Сдав экзамен, Алёшкин забежал в магазин, купил лимон, печенье, конфет, сыра, масла и со всем этим помчался в больницу. Зайдя в палату, где лежала Катя, он был встречен всеми больными уже как старый знакомый. Кате были свойственны большая общительность и какое-то особое умение завоёвывать авторитет и уважение окружающих. В послеоперационной палате, где все больные обычно стонали, часто вызывали сестру и вообще вели себя беспокойно, она терпеливо переносила боль, а утром уже со всеми подружилась.
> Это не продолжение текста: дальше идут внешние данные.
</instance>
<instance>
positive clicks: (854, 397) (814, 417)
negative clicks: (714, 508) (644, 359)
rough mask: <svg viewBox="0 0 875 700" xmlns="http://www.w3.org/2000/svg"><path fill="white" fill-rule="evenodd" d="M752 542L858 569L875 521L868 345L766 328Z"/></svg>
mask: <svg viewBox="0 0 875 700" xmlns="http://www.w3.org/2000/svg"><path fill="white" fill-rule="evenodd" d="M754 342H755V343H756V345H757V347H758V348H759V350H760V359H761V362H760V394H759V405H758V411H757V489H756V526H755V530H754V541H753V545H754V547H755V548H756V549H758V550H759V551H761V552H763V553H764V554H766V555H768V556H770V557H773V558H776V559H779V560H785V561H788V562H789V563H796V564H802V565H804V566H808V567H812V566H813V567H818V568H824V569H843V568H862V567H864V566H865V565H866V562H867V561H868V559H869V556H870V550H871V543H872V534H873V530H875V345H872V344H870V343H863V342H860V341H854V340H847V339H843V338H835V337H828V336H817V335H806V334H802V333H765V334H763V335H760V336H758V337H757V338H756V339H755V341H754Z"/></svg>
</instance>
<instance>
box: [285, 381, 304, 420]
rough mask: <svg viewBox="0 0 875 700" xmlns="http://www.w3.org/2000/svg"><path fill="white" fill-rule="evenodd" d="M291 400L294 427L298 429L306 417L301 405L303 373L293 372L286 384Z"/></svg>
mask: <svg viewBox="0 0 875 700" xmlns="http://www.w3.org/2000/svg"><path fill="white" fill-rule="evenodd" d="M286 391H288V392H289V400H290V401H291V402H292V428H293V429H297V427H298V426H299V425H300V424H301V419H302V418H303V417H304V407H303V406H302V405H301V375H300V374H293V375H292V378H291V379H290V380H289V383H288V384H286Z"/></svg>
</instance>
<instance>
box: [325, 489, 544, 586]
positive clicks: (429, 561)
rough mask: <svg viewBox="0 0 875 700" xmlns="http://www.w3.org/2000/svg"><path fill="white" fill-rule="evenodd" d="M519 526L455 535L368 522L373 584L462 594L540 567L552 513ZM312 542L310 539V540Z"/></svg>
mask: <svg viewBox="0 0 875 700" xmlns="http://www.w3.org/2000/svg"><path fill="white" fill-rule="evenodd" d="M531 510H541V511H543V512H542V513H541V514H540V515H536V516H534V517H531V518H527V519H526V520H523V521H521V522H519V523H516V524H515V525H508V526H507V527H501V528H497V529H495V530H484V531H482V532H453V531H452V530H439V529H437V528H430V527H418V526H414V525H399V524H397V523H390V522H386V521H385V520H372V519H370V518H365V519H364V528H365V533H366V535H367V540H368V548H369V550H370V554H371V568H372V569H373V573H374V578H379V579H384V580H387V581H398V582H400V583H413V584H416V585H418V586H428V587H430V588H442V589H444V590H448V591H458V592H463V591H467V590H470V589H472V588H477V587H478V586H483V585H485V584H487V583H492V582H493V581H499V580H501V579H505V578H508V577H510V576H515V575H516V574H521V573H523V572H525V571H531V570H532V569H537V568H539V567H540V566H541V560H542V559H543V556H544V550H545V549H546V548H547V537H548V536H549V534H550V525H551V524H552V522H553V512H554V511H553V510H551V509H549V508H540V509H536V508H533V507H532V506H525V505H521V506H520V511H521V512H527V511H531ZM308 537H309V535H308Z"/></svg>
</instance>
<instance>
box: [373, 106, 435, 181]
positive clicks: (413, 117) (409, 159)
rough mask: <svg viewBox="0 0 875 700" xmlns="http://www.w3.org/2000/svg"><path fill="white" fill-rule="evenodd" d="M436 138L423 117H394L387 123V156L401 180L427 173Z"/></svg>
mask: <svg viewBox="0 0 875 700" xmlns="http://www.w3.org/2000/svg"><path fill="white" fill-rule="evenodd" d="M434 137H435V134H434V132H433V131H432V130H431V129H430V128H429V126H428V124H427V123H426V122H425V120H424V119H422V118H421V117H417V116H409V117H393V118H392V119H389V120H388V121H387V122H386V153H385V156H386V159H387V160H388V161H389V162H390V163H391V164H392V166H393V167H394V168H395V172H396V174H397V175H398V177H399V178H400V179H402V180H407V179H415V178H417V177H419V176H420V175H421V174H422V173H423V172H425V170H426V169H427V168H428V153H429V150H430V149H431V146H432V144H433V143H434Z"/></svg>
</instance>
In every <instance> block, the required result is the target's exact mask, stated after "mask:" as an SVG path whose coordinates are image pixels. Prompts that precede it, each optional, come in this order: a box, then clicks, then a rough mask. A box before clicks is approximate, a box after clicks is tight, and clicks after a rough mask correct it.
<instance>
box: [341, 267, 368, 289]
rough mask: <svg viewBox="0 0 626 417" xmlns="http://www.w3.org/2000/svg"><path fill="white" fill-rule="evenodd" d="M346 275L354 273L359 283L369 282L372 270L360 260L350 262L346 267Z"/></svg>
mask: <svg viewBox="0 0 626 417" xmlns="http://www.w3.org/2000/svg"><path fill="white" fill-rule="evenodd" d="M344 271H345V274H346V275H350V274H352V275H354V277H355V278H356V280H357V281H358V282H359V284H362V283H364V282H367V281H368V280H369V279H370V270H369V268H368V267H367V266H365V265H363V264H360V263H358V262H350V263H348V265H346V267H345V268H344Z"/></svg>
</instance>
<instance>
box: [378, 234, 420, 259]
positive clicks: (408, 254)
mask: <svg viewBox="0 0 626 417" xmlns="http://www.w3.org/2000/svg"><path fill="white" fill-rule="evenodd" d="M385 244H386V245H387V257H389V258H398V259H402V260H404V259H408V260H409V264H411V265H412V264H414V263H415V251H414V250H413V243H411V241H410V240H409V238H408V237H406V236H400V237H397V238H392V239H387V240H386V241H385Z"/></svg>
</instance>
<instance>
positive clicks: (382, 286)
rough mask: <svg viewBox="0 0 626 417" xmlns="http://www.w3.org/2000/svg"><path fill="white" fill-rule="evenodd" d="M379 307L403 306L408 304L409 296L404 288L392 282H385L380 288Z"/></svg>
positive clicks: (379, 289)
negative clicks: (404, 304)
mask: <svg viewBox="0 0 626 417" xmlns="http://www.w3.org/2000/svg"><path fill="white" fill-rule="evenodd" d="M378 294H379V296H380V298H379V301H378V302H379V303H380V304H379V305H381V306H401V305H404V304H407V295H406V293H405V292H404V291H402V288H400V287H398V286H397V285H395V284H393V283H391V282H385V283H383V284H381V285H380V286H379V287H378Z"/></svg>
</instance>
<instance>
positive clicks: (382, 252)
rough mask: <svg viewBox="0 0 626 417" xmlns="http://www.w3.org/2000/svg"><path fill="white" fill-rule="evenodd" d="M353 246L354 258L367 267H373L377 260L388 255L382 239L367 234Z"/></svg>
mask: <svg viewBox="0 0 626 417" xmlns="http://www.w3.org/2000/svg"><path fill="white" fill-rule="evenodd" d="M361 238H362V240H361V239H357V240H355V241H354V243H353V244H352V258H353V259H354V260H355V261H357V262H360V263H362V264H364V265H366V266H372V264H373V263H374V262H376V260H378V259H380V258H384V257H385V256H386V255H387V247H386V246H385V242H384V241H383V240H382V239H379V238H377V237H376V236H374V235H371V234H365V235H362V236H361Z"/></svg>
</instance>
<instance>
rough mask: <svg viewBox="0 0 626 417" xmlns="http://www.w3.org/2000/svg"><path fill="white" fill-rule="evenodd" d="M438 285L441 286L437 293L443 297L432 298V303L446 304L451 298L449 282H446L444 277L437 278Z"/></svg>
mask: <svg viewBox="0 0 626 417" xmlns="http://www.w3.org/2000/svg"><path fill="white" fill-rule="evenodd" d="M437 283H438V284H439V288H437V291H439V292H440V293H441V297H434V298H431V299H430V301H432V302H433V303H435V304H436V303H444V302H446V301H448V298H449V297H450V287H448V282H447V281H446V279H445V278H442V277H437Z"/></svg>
Кстати сказать, почти десять лет спустя Борису самому пришлось пройти через подобную операцию, и тогда он понял, как трудна была первая ночь для Кати. Она же, как ему говорили её соседки, вела себя бодро и стойко.
Все в палате уже знали, что эта молодая и худенькая женщина — мать троих детей, уже 12 лет замужем. Знали они и то, что её муж — студент последнего курса мединститута, иногда в неотложной хирургии подменяет врача. От дежурной сестры всем стало известно, что Борис Алёшкин в тот момент, когда оперировали его жену, спасал в неотложке пострадавшую девочку, поэтому после приветствия первым вопросом Кати был:
— Ну, как там девчушка-то? Ты у неё был? Видел её?
Борис даже растерялся, он, откровенно говоря, был так поглощён мыслями о жене, заботами о домашних делах и только что сданном экзамене, что как-то совсем забыл о своей маленькой пациентке. Поэтому он немного смутился и ответил:
— Я ещё у неё не был, прямо с экзамена к тебе. Как ты-то?
Катя улыбнулась:
— Я отлично, видишь, даже смеюсь! Конечно, болит немного, ну да терпеть можно.